I've finally taken the first step and I'm selling my house that I share with DSs father. We were a couple but now just share living space. He's been abusive in every way but deep down he's really just that little kid who grew up in an abusive home and doesn't know how to express himself or make the right decisions. I feel bad for him but I need to move on.
I guess I'm just posting because I can't believe I'm here. I'm smart, independent and all that good stuff yet I've been in an abusive relationship and long enough to have a child... how did I let things come to this???

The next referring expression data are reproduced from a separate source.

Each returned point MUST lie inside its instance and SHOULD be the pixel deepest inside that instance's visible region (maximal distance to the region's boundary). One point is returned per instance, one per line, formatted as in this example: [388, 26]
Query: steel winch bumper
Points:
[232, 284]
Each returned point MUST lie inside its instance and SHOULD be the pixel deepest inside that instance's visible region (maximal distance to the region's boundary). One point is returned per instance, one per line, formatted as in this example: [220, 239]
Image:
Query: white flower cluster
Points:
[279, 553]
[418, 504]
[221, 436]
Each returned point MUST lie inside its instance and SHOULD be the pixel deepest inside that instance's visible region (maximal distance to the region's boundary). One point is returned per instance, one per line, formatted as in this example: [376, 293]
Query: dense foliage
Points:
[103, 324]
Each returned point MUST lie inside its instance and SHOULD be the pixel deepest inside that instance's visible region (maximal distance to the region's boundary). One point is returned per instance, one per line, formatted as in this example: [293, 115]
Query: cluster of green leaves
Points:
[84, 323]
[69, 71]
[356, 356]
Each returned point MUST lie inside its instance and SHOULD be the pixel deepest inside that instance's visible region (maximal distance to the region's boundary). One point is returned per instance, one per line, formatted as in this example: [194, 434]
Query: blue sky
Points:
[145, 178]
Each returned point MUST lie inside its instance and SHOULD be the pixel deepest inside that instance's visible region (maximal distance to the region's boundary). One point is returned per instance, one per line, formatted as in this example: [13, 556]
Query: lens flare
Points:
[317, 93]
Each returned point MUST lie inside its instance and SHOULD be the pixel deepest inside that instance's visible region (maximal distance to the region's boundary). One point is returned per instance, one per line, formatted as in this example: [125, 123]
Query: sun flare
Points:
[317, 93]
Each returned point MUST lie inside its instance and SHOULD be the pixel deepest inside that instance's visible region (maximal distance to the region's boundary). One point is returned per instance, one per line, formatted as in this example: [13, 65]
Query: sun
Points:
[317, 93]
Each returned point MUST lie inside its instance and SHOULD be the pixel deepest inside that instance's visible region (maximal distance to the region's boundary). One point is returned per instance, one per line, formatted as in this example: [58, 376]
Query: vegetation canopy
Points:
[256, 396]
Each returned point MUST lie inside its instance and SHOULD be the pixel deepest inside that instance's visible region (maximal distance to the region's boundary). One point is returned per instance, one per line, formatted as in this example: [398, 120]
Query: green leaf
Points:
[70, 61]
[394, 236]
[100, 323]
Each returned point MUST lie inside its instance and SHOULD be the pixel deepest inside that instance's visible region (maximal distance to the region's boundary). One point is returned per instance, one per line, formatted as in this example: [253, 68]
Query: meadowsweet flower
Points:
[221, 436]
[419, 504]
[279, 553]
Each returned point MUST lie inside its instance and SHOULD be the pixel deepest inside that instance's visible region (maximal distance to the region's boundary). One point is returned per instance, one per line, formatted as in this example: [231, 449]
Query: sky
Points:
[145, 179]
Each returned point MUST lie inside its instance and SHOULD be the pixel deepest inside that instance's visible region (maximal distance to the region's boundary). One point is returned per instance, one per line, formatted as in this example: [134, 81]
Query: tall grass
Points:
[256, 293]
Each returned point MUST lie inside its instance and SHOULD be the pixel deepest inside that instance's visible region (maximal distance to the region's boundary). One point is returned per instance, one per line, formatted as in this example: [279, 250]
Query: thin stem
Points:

Ex is going to fight me all the way. DS is the only good thing in his life. DS is not even 7 mths and I've committed to breastfeeding him. Ex thinks it is more important for DS to spend time with him then for DS to have breastmilk. That's where things fall apart because I feel the most important thing at this point is for DS to be as close to me as possible to facilitate bfing. The longterm health benefits trump EXTRA time with ex. I do pump but I'm away during the day and as of now cannot pump enough to accommodate ex's desire to be with DS all the time. This is a side issue but very important to me.
Ex's mother has become very involved, she thinks her right to see DS is more important than DS being with me and breastfed. We are doing BLWing but hardly anything is digested at this point.
I just know that the worst is yet to come and I'm bracing for it but I've got so many other things on my plate (like so many other things) that I just can't imagine adding this to it. Ex has resorted to saying things like "Is Mommy touching you inappropriately?" and threatening to call children's services on me.
How do you all do it? How have you done it?
I don't intend on keeping DS from ex but this is crazy! How do I get myself out of this situation? I am worried about ex's influence on DS and ex's mother's desire to feed babies icing just for a treat and coming over with eye infections, etc. We have different philosophies on life and I want MY son to be raised a certain way. How do I come to terms with all of this. I'm just overwhelmed.